Warchal strings

December 19, 2012 at 07:29 PM · I'm considering trying Warchal brilliant strings, I've tried many different sets of strings on my violin but nothing beats Peter Infeld strings for me. But the only brand I haven't tried is Warchal, and I'm sort of itching just to find out what they're like.

Where I am, I've never seen or known anyone use them, are they good strings? As a music college student, I can't afford to try all the strings I want! I'm sure many of you feel this pain :P

Also very insterested in the Warchal russian style A... anyone have any info/opinions?

Replies (30)

December 19, 2012 at 09:56 PM · The Karneol sets especially their ver. 2 are excellent for the cost. For around $28 you get a set of violin strings with a lot of warmth and richness in the sound. The initial ones I tried (different color winding for each string at the tailpiece) didn't last very long, maybe a month and a half of playing 4+ hours a day. The newer ones (same color winding at the tailpiece, all strings) have made it about two months and haven't lost too much of their sound.

The viola set is good for the price (~$39), especially for the wound A. The D and G strings are quite good for the middle register, although the C isn't quite as big sounding as Obligato or Larsen.
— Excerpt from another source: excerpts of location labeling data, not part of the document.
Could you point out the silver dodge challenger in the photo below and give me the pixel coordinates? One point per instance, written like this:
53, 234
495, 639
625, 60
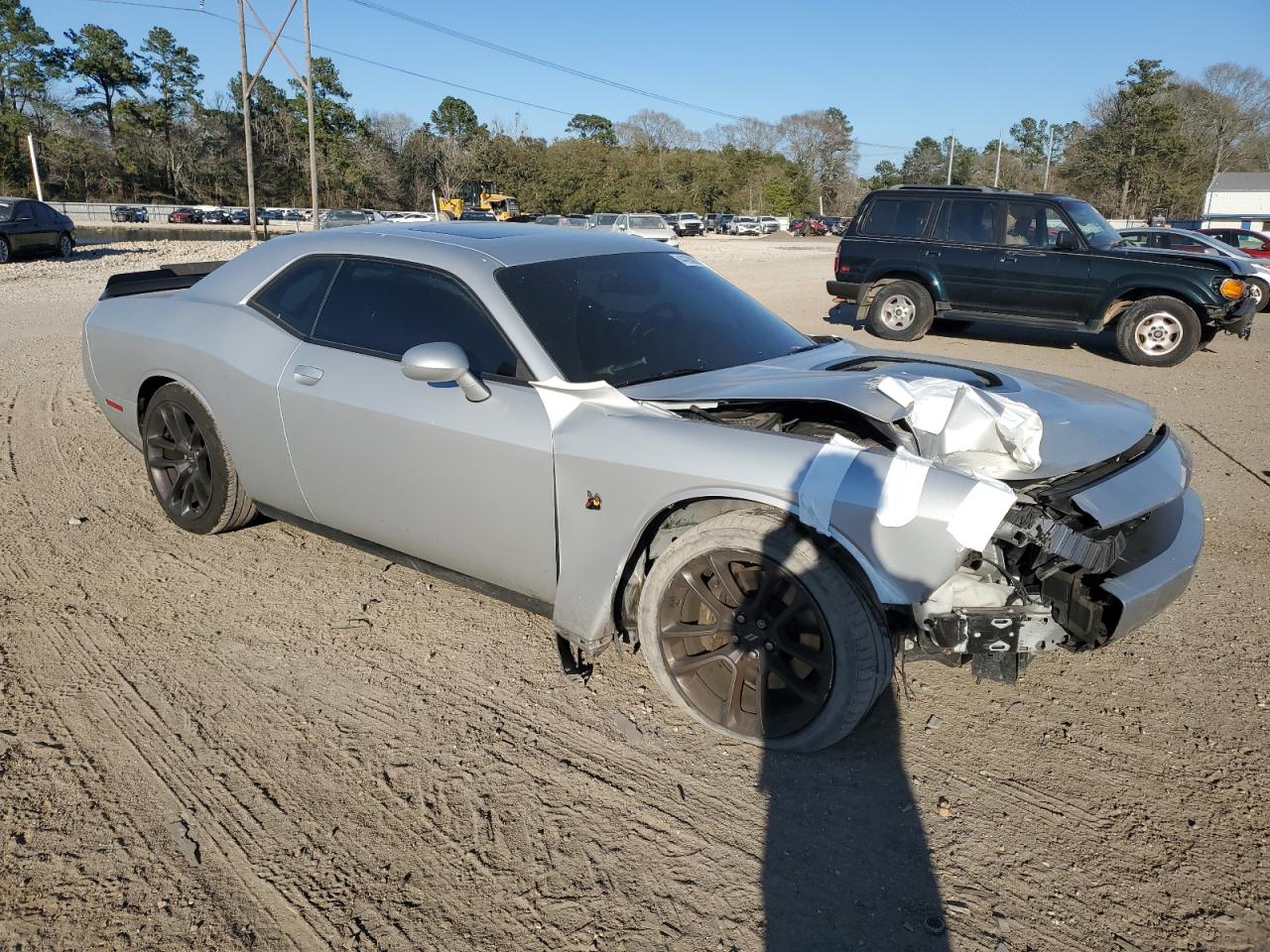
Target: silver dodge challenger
602, 429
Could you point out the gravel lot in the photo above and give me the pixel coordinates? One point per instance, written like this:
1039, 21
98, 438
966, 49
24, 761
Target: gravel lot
266, 740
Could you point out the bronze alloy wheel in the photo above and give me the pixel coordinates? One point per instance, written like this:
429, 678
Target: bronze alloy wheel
746, 644
180, 462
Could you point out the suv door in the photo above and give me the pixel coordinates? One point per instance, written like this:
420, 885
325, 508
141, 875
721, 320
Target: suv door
962, 252
414, 466
1034, 278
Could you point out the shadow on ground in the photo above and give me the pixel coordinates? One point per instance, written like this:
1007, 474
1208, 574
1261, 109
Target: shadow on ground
847, 864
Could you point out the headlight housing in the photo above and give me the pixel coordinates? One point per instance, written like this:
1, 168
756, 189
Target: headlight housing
1230, 289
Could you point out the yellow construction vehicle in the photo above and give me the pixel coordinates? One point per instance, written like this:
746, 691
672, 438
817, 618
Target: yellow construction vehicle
483, 197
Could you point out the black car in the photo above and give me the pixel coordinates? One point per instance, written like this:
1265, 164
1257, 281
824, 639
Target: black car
31, 227
913, 254
130, 213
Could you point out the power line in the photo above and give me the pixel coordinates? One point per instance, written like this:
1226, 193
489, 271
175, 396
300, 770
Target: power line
345, 55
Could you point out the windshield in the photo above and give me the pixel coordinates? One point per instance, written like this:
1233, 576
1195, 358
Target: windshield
1096, 229
633, 317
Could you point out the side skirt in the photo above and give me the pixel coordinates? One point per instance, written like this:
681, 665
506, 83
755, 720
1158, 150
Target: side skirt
467, 581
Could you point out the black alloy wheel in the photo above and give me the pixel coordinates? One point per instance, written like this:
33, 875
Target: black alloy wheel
746, 644
181, 465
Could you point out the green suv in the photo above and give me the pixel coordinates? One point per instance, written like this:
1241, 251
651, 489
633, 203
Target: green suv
915, 254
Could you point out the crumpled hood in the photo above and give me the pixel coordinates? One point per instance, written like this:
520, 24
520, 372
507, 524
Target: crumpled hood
1083, 424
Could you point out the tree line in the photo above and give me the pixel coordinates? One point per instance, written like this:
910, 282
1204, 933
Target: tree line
116, 123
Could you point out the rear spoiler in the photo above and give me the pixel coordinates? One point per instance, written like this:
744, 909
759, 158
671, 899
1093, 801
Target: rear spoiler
168, 277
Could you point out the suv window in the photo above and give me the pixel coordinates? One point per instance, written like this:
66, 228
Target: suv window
385, 308
898, 217
970, 220
1033, 225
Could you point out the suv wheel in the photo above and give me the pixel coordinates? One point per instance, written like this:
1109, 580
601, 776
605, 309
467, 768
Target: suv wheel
901, 309
757, 633
1157, 331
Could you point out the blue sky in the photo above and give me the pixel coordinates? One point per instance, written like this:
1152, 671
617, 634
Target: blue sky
897, 70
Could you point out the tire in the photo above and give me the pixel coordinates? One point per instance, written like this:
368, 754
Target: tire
190, 471
1260, 290
901, 309
841, 639
1157, 331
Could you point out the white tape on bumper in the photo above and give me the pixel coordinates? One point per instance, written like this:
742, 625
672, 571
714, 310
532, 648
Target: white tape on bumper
825, 476
979, 515
902, 489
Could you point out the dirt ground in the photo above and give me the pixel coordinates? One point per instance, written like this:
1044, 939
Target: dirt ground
266, 740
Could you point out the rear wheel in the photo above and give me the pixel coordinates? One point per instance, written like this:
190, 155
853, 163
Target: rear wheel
190, 471
761, 635
901, 309
1157, 331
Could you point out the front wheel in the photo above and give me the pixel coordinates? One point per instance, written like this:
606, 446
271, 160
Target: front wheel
190, 471
1157, 331
757, 633
901, 309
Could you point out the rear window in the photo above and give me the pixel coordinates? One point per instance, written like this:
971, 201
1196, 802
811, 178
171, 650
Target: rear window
898, 217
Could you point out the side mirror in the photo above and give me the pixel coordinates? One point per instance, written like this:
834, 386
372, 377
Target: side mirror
443, 362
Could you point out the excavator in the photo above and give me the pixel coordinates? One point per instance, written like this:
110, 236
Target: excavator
483, 197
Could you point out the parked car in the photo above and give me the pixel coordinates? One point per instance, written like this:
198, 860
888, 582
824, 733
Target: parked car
341, 218
808, 226
1248, 241
651, 226
32, 227
130, 213
685, 223
1199, 243
915, 253
612, 435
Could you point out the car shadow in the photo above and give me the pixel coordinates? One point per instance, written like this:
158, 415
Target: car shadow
846, 860
847, 315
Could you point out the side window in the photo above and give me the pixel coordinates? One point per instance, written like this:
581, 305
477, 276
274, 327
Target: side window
386, 308
1033, 225
898, 217
966, 220
294, 298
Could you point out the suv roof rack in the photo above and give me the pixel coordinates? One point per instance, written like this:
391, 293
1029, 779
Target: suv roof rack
947, 188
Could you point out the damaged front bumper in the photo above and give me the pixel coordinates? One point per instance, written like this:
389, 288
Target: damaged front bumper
1089, 560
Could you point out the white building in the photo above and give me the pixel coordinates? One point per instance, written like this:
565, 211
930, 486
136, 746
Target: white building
1237, 199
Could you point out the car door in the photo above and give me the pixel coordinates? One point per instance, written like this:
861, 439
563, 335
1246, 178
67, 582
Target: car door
962, 252
45, 236
1034, 278
417, 466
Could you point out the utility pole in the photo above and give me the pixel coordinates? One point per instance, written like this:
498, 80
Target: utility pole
996, 178
1049, 154
35, 167
246, 126
307, 82
313, 127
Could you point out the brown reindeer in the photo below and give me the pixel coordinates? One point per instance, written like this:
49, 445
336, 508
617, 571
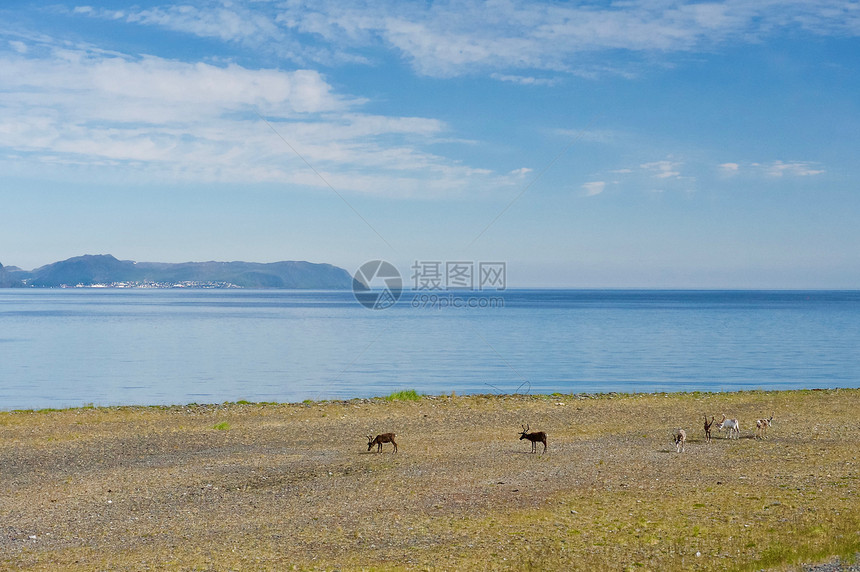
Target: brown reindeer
680, 440
537, 436
761, 426
708, 428
379, 440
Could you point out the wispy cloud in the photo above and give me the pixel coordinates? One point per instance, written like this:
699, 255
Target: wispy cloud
665, 169
177, 120
593, 188
793, 168
773, 169
495, 36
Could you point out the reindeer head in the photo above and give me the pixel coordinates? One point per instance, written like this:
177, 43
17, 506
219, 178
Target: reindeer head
524, 432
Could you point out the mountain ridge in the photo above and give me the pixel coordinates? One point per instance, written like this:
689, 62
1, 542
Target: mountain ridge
105, 270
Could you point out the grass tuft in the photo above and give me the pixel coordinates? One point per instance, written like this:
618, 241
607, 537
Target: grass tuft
404, 395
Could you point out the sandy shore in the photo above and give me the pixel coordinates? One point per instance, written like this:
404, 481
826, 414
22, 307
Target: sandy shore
269, 486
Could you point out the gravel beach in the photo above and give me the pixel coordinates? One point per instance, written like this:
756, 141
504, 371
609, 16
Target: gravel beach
293, 486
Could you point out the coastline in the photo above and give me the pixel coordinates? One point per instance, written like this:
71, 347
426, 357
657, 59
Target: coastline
271, 486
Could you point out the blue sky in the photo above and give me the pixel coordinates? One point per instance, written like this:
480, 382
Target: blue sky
585, 144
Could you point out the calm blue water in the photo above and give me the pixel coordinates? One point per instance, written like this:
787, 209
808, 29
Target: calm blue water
61, 348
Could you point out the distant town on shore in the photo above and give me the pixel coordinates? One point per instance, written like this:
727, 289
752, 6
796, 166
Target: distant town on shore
106, 271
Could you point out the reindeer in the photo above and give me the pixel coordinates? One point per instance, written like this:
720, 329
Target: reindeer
708, 428
761, 426
537, 436
379, 440
680, 440
731, 426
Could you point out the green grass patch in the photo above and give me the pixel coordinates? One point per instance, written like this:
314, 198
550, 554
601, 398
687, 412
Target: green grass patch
404, 395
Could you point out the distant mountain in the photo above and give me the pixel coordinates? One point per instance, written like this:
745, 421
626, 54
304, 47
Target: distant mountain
7, 277
105, 270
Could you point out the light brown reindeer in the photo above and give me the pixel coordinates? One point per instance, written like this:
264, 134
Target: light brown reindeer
537, 436
379, 440
708, 428
680, 440
761, 426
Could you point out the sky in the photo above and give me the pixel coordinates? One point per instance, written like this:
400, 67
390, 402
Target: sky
627, 144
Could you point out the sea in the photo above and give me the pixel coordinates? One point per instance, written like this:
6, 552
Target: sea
92, 346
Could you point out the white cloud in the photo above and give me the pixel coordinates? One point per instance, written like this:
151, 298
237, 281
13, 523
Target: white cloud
164, 119
793, 168
521, 172
665, 169
594, 188
18, 46
503, 37
775, 169
524, 80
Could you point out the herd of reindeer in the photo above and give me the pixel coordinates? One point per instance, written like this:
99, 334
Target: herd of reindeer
732, 428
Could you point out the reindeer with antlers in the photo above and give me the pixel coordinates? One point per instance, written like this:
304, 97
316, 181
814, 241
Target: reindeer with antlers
535, 438
379, 440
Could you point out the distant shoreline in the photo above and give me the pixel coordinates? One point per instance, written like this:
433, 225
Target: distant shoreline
421, 396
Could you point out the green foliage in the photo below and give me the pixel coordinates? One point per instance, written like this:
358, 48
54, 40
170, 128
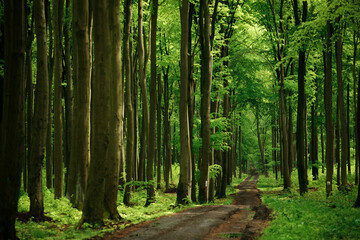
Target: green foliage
313, 215
214, 170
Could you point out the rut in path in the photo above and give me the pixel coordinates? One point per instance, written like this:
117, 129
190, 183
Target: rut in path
244, 219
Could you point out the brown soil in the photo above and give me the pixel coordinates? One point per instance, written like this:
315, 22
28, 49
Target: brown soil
244, 219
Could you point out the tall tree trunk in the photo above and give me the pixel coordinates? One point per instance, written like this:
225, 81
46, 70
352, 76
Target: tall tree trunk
206, 78
191, 106
166, 139
80, 154
38, 137
261, 146
357, 149
329, 128
116, 103
68, 93
100, 96
144, 95
184, 186
240, 152
343, 123
152, 136
159, 132
58, 9
130, 134
49, 152
12, 114
300, 128
28, 91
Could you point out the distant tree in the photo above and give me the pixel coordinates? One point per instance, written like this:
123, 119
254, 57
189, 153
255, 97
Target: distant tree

Overall, the Karneol line offers a very good "bang for the buck." I usually use Obligato, but have been pleasantly surprised at the quality of Warchal's product.

December 19, 2012 at 10:12 PM · I have an older instrument, and the Warchal vintage brilliants (not to be confused with the Warchal brilliants, which are made for newer instruments) have been great.

December 19, 2012 at 10:15 PM · I am testing a hand made 2003 violin with Warchal brilliant strings. My impression that the instrument lacks response, precision and resonance. Not sure if it is due to the strings or the instrument itself. Since the instrument is not mine, I will not bother to spend $ on another set of strings.

What I dislike about this brand is that they do not provide tension charts. There is explanation on their web-site, but I can not accept that, knowing that Thomastik and other producers happily provide technical data for their strings.

What may attract some violin players on the budget is that the first set is more affordable - comes with a big discount.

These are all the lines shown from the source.